2021 Kaggle Survey Analysis

Kashish Rastogi
3 min readNov 17, 2021

--

Data Visualization is an Essential Part of Data Understanding this notebook contains Plotly infographics charts.

Plotly Infographics (bar chart)
Plotly Bar Chart (Infographics)

Introduction

Many of you have heard or read articles about the buzz created by Data Science, Machine Learning. As Clive Humby states “Data is the new oil” It’s valuable, but if unrefined it cannot really be used. It has to be changed into gas, plastic, chemicals, etc to create a valuable entity that drives profitable activity; so, must data be broken down, analyzed for it to have value. And In 2011, the senior vice-president of Gartner, Peter Sondergaard, took this concept even further by stating “Information is the oil of the 21st century, and analytics is the combustion engine”

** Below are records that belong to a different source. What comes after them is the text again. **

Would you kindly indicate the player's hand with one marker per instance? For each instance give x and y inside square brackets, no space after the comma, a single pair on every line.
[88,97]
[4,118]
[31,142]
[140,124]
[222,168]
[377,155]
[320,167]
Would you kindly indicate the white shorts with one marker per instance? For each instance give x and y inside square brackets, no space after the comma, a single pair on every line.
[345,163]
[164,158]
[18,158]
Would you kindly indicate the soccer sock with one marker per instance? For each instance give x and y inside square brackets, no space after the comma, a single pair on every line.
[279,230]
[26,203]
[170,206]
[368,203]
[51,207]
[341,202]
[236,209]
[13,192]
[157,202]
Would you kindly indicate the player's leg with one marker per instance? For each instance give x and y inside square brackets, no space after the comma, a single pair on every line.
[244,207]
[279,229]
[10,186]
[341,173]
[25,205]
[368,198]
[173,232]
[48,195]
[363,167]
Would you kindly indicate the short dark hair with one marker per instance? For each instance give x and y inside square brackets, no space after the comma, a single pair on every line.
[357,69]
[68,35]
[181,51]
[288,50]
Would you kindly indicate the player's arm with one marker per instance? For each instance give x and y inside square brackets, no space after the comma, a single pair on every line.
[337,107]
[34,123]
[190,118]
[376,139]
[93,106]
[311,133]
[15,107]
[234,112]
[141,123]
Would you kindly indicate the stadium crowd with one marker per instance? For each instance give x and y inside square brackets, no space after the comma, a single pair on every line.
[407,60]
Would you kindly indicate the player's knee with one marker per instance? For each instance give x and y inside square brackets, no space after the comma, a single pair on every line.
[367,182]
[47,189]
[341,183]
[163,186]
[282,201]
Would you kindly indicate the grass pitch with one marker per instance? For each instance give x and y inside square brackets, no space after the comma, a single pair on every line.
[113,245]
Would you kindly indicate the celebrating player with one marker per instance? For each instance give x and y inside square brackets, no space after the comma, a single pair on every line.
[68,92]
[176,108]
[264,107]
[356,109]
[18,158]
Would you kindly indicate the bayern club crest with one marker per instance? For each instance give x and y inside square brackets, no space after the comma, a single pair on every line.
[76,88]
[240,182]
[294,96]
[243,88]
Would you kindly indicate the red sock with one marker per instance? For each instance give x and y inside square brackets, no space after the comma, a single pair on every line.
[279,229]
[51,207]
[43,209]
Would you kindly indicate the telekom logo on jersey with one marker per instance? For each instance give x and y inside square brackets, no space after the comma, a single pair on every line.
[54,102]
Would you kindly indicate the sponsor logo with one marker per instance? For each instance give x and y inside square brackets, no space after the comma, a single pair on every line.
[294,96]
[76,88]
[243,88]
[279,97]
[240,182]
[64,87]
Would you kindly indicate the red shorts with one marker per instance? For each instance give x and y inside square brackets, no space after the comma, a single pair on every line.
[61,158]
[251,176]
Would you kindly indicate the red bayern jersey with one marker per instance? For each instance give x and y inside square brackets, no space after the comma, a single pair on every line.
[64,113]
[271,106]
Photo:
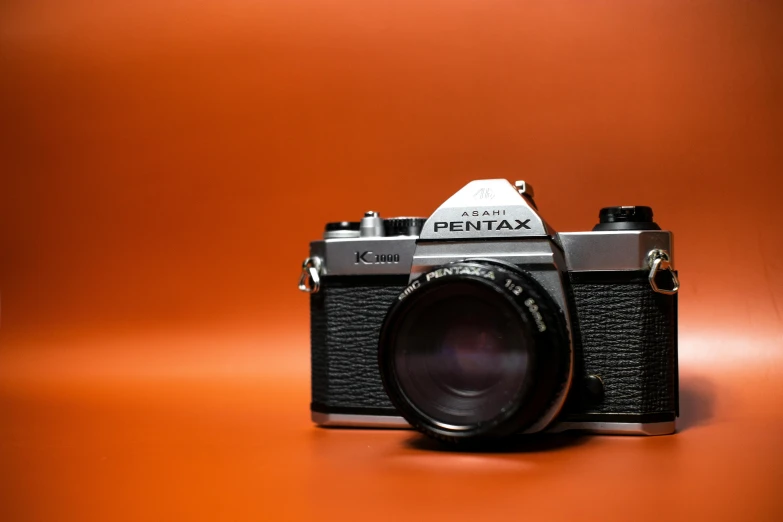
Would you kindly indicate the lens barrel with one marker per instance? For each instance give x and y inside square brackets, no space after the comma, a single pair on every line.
[475,349]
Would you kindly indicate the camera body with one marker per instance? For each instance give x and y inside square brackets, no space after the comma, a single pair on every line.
[587,321]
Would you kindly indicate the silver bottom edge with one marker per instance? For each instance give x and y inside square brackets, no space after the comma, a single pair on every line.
[606,428]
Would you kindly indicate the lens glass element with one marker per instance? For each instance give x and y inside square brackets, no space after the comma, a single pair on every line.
[462,354]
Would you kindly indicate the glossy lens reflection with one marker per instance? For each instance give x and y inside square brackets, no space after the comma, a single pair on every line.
[461,354]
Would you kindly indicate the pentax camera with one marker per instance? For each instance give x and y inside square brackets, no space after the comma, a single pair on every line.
[481,321]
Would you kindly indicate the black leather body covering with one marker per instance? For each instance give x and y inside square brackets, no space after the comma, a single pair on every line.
[623,332]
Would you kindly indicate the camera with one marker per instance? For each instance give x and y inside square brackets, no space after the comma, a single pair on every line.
[482,321]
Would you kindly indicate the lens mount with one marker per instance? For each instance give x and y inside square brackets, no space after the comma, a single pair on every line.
[475,349]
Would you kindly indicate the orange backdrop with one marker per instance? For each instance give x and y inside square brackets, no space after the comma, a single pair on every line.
[165,164]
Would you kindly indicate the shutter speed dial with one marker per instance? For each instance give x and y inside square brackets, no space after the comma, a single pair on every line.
[403,226]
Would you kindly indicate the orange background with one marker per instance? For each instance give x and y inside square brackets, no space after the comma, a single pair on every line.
[165,164]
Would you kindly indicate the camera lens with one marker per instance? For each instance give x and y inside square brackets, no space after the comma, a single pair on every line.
[474,349]
[462,354]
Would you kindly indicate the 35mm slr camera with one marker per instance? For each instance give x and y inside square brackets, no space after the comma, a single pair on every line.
[481,321]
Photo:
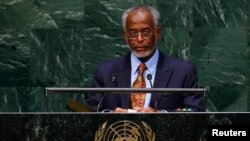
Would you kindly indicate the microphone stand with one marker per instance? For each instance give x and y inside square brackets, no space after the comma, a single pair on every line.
[100,102]
[149,77]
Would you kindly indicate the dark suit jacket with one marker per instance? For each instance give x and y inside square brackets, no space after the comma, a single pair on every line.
[170,73]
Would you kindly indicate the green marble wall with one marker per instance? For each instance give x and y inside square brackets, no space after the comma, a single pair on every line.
[60,42]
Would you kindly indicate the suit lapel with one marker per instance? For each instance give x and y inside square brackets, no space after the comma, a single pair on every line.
[162,77]
[124,77]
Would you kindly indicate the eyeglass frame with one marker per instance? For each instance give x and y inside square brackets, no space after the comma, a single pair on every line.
[142,33]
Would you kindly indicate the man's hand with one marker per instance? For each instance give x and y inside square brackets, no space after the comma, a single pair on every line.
[120,110]
[144,110]
[138,109]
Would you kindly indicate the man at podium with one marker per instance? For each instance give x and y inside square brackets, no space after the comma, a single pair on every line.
[145,66]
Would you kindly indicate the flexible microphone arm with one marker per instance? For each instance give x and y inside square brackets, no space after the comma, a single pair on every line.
[149,77]
[100,102]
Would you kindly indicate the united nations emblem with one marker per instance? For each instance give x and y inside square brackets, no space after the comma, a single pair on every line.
[124,131]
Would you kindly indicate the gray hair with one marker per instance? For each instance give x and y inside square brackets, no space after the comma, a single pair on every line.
[153,11]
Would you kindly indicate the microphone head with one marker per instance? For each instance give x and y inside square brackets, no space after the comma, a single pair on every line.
[149,76]
[76,106]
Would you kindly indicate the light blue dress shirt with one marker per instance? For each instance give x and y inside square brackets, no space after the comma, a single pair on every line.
[151,69]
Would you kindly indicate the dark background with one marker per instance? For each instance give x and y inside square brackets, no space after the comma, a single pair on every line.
[58,43]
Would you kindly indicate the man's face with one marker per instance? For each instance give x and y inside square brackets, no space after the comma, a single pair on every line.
[140,33]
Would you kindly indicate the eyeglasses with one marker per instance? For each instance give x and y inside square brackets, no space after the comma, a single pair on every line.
[145,34]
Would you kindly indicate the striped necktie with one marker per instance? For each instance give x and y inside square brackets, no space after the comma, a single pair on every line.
[138,99]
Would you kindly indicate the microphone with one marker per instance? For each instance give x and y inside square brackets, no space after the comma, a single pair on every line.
[149,77]
[100,102]
[76,106]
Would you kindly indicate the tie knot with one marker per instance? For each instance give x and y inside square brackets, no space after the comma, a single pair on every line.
[142,67]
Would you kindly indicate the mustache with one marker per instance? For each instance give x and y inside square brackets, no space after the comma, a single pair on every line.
[141,46]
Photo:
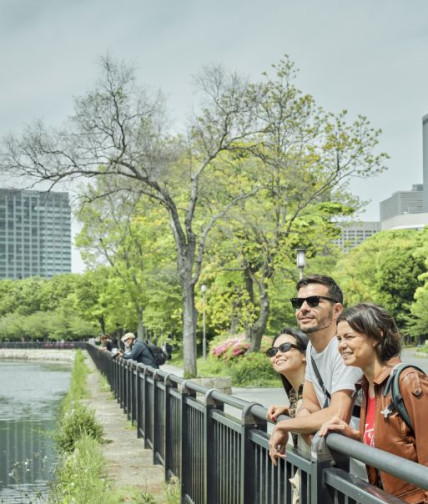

This is the 5th year conducting an in-depth user survey & publicly sharing the results. Over 25,000+ data scientists and ML engineers submitted responses on their backgrounds and day-to-day experience — everything from educational details to salaries to preferred technologies and techniques.

This blog is divided into several parts here I am going to compare how students, Data Scientists, Machine Learning Engineers, and Research scientists work and will try to find out the common things they usually do. So, the students can start shifting their focus on those topics and get a step forward to be successful.

You can find all the codes here on Kaggle and data here.

Scatter chart Plotly

While overseeing the past data and the data given in this competition. Let’s find out the overall growth of the female to male ratio. Out Of the 25,973 survey participants, only 18.8% of respondents in the dataset were Women. We cannot state that only 18.8% of the data science community is female. Still, the lack of participation on the part of women is cause for great concern.

The data which I have chosen to do analysis consist of students, Data scientists, Research scientists, and machine learning engineers. Looks like students are participating in the survey more than any other data-related audience.

Let’s find out which level of education do students or data scientists have acquired till now or planning to do in the upcoming next 2 years. As the data has quite a significant number of students so we might have growth in no formal education past high school or in bachelor’s degree.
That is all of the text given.